I stood up and walked over to her, gently turning her around to face me. “You know how dangerous that is, right? They used to use it as a torture method. It makes you see things, makes you think you’re going mad.”
She looked up at me, hope in her eyes, wanting so desperately to believe me.
“We need to make sure you get some sleep. Maybe we need to get you to a doctor?”
She shuddered. “No doctors. I hate doctors.”
“Well, we can try some other stuff first. Relaxation techniques. I actually have sleeping pills somewhere.”
She frowned up at me. “Sleeping pills?”
God, that felt like forever ago. It was a shitty time, a time I wasn’t keen to rehash, so I gave her the condensed version instead. The version that didn’t make me sound like the complete basket-case I was back then.
“I was in a pretty bad way myself for a while there,” I shrugged, trying to keep it light. “A couple of years ago.
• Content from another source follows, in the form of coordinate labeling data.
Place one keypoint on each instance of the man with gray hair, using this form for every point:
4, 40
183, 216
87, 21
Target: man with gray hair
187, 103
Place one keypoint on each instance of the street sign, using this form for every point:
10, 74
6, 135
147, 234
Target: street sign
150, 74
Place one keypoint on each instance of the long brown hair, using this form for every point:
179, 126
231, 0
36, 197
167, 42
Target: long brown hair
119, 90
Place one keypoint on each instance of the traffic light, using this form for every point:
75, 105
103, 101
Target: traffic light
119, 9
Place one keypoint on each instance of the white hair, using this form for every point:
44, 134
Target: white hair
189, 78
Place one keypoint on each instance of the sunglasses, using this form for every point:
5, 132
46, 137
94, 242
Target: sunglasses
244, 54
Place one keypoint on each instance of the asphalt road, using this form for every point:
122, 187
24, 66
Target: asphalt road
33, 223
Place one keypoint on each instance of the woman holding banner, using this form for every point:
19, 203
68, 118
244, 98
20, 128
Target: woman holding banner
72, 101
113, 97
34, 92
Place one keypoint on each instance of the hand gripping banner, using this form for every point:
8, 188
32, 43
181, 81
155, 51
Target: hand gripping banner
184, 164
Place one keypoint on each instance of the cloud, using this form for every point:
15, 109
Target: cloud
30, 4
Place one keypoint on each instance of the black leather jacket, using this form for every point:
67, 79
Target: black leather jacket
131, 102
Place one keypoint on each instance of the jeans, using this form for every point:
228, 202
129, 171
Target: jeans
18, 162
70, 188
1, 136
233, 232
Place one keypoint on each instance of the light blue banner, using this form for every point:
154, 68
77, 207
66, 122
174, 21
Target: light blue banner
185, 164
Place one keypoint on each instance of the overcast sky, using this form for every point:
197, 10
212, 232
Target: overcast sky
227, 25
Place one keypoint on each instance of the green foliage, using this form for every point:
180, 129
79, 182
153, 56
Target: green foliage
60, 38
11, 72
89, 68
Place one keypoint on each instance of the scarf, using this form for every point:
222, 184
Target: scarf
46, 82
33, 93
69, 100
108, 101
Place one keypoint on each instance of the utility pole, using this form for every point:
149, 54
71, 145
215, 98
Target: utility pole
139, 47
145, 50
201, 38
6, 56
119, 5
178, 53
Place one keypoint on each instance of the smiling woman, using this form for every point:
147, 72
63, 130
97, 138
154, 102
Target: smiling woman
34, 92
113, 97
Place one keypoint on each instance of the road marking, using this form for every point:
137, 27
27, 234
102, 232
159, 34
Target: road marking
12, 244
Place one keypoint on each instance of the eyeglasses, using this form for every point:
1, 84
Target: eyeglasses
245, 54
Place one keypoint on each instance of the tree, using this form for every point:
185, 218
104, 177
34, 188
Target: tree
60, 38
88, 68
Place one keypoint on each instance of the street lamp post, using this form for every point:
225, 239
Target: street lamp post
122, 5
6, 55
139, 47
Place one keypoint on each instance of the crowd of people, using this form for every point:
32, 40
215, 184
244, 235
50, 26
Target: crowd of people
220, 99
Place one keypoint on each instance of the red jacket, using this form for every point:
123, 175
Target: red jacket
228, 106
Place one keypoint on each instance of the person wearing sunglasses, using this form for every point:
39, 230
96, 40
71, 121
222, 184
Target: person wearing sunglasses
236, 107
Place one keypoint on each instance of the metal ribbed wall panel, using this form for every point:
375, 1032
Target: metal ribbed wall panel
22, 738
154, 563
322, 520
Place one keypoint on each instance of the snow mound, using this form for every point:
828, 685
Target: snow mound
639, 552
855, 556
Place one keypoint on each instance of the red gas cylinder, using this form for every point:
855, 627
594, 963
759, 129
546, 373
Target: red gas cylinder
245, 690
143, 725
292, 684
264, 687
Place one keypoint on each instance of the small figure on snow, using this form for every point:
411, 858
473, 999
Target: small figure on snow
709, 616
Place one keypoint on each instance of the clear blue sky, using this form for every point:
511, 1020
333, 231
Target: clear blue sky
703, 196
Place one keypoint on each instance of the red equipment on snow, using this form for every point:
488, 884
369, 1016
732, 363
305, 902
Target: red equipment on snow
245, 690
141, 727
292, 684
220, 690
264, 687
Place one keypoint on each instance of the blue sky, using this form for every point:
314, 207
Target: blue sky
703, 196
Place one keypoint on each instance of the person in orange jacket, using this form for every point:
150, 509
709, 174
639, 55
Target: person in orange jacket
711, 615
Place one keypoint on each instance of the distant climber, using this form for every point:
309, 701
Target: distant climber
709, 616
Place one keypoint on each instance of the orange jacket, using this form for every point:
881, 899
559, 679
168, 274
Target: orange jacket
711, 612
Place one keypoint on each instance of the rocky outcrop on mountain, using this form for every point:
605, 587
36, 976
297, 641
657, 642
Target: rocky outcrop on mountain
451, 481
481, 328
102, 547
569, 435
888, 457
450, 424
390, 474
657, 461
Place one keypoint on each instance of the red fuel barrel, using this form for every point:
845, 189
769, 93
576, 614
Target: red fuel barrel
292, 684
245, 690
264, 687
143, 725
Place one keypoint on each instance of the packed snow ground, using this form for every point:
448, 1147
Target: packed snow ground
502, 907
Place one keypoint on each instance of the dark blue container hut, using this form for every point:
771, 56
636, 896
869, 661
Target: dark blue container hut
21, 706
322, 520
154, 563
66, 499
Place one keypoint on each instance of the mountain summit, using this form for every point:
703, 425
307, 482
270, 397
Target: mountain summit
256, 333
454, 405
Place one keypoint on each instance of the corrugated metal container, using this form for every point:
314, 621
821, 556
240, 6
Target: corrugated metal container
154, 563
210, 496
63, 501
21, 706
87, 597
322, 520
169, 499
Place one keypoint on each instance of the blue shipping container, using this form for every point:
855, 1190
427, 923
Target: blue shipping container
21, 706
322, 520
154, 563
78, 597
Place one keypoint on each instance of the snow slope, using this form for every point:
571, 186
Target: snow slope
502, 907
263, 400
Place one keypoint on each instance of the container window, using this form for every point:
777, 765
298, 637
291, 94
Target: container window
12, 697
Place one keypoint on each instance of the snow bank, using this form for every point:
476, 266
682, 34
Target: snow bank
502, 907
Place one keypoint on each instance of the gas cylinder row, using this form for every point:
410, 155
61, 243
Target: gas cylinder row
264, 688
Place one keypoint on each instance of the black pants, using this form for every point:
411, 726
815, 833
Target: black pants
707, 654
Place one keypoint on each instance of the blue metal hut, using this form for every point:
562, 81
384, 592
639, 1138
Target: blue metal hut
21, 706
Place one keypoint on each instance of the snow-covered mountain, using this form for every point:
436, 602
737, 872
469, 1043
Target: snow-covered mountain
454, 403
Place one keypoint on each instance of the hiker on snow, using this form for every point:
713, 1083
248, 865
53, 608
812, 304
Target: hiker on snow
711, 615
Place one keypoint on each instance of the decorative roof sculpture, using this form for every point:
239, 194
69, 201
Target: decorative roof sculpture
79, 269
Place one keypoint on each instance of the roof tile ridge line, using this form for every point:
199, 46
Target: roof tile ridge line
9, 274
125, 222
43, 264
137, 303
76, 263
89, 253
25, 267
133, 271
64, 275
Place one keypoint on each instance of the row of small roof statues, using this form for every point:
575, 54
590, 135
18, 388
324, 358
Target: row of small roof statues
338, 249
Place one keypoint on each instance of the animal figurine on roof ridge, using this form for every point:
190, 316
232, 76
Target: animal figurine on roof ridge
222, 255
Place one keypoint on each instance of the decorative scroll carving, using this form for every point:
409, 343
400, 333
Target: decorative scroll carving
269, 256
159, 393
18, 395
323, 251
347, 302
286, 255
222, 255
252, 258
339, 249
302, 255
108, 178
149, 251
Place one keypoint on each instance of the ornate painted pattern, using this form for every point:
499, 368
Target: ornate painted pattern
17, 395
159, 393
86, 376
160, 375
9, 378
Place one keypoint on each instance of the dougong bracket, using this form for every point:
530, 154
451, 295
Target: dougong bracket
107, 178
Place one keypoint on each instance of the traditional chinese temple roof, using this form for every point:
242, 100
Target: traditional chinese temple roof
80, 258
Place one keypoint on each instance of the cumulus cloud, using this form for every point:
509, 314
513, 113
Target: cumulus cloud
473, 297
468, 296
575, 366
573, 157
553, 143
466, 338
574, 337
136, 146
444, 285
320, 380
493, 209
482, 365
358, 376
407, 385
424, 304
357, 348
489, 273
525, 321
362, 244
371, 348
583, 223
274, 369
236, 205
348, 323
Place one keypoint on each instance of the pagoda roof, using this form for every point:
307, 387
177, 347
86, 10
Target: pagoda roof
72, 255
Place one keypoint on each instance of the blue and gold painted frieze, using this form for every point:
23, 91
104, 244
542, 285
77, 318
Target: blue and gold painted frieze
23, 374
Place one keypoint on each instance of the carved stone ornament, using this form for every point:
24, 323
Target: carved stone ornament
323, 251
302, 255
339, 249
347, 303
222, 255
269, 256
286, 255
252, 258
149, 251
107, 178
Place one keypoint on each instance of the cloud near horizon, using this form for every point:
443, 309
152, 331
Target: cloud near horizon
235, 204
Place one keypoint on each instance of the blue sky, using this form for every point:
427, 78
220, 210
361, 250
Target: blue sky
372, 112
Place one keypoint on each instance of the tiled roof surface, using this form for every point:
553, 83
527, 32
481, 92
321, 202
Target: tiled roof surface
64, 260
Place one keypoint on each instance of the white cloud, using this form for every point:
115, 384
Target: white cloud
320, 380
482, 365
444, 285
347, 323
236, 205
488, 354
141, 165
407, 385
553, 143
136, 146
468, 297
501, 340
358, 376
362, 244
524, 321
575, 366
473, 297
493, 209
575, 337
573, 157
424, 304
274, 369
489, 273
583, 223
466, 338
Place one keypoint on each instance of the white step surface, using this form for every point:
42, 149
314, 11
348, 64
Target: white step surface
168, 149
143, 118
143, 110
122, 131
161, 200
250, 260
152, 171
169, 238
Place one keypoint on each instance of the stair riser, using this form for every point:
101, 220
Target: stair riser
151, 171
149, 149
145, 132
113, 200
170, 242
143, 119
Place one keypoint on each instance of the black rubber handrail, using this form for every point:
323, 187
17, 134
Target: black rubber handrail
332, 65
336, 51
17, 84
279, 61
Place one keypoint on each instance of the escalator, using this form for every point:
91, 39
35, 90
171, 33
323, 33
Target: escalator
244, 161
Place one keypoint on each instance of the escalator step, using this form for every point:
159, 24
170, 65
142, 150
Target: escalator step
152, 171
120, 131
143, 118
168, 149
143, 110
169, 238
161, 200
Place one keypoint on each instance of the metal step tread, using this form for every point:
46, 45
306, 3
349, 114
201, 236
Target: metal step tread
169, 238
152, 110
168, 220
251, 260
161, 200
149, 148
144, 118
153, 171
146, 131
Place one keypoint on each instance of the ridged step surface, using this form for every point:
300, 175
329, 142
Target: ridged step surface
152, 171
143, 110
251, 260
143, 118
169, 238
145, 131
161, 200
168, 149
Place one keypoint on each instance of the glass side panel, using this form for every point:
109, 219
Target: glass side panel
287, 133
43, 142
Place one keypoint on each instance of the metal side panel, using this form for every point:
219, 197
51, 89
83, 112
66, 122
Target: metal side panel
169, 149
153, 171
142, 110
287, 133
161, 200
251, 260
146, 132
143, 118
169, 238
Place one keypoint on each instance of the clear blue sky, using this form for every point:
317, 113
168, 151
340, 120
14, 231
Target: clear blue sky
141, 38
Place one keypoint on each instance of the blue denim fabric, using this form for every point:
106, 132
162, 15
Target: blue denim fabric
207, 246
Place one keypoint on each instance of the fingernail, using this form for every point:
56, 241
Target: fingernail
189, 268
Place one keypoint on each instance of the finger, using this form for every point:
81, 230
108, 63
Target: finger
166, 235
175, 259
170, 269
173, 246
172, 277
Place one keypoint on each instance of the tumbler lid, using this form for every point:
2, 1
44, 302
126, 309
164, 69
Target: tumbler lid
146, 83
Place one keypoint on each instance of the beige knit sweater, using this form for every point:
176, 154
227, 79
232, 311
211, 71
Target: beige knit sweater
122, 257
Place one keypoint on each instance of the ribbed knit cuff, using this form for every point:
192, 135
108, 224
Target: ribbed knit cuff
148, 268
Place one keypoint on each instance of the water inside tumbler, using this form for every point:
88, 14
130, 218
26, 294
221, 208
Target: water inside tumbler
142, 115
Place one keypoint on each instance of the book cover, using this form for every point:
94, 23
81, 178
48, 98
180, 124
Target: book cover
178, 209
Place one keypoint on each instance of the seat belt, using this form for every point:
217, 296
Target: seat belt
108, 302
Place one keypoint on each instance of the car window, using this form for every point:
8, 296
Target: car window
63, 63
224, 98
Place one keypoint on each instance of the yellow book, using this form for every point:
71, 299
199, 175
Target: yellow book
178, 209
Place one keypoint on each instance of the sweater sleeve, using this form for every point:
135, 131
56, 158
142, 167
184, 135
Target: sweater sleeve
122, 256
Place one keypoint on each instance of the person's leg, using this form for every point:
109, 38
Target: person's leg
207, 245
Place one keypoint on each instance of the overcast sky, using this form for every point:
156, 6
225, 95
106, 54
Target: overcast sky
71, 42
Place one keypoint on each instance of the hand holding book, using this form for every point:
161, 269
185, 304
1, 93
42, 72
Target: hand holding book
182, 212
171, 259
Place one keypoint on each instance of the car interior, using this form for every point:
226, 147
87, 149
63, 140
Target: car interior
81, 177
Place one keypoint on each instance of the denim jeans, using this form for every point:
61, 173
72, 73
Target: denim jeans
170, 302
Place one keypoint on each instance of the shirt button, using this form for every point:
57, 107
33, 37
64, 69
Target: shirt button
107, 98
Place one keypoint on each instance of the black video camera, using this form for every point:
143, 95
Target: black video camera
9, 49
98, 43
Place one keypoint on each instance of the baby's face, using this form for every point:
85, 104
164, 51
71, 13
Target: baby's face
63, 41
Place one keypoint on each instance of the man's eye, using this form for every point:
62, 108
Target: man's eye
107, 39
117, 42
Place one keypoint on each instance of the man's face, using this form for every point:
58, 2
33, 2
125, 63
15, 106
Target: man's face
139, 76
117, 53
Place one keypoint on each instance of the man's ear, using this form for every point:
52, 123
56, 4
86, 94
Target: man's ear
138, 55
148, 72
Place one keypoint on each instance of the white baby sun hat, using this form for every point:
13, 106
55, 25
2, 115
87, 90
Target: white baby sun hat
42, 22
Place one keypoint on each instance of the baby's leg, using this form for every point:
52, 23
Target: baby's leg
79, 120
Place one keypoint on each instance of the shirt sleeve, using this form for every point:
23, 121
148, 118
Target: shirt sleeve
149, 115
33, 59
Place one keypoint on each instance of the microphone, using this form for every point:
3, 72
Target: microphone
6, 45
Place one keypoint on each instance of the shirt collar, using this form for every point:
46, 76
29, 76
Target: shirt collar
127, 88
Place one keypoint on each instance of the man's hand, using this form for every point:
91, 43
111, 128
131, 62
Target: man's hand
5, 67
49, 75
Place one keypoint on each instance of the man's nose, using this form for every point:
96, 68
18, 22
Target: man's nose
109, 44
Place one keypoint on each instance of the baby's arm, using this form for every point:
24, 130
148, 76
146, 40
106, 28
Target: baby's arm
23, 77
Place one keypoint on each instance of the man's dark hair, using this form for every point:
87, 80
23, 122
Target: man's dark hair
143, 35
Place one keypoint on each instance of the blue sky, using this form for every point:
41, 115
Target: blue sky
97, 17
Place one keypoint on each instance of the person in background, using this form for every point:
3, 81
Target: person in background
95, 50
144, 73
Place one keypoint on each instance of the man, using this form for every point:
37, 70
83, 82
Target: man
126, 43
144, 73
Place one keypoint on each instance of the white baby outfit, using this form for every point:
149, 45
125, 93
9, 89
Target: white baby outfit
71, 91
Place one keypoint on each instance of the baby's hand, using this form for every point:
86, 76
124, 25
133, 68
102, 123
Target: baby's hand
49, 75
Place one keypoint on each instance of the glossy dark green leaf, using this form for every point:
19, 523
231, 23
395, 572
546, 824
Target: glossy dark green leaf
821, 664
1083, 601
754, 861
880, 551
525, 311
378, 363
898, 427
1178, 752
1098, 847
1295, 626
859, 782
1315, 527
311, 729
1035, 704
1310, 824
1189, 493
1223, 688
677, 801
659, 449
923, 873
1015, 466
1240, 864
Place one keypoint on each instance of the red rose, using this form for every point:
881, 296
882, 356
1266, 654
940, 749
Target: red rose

It kinda snuck up on me. Vinnie took me to the docs, and she gave me some relaxation exercises, some anti-depressants and a few sleeping pills. I didn’t use them all, I still have some.”
She stared up at me, fear easing slightly, replaced by empathy. “Because of Emily?”
“Yeah. Amongst other things,” I said. “Look, the point is, I can help. I’ll teach you the relaxation methods I learnt then, and if that doesn’t work, we’ll try the sleeping pills. Just promise me that, if we try this stuff and it doesn’t work, you’ll let me take you to the doctors. Do we have a deal?”
She screwed up her face.
“Maia? Come on. Deal?”
She sighed. “Yeah. Okay.”
I smiled. “Good. See? We have a plan now. Plans are good.”
I drew her closer, rubbing her back gently. My heart rate was beginning to slow as the fear diminished. That sensible gene was worth its weight in gold, especially if it made her feel a little better.
“Thank you,” she mumbled into my shirt, her arms tight around my back.